Currently, the MCell application is being submitted to several specialized beta-tests. Grants to fund this project were offered by the National Science Foundation (NSF) and the National Institutes of Health (NIH). Adequate simulation however only constitutes one aspect of the problem. In order to detect interactions between millions of molecules over milliseconds or just seconds of time, requires an enormous computational processing power. It is impossible for one single computer to handle a workload that large in an acceptable amount of time. Fortunately, the issue has been solved with the implementation of NetSolve, an Internet resource management tool, which has been developed in 1997 by the NPACI partners Jack Dongarra and Henri Casanova at the University of Tennessee.

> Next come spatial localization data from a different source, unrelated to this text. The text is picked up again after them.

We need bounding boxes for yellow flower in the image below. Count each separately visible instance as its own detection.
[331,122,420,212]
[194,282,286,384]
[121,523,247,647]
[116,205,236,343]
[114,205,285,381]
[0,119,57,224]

Researchers at the Oak Ridge National Laboratory were equally involved in the creation of the NetSolve client-server application, which allows users to access both hardware and software computational resources, distributed across the network. Since the programme operates as an agent, which can locate a selection of fast computers to balance the simulation workload, NetSolve offers a tremendous opportunity for researchers to remotely solve the most complex scientific problems. MCell, for instance, presents a huge number of parameters for examination, which are simultaneously being distributed by NetSolve among a wide range of computers in the best and most efficient way. If one of the runs fails, the programme automatically resubmits the task for a new trial.
The NetSolve system allows the integration of a variety of interfaces, such as Fortran, C, Matlab, Java and Perl, to enhance ease of use for the scientist. Just like the MCell software, NetSolve is funded by a grant from the NSF. The combined MCell/NetSolve solution opens up a whole new perspective of large-scale simulations, in which the researcher will spot a profusion of organism activity during a far longer period of time than ever before. Also other parts of the human anatomy than the brain synapses can be explored through high performance simulation. In addition, NetSolve can be applied to whatever research domain, which implies the use of vast networked computational power.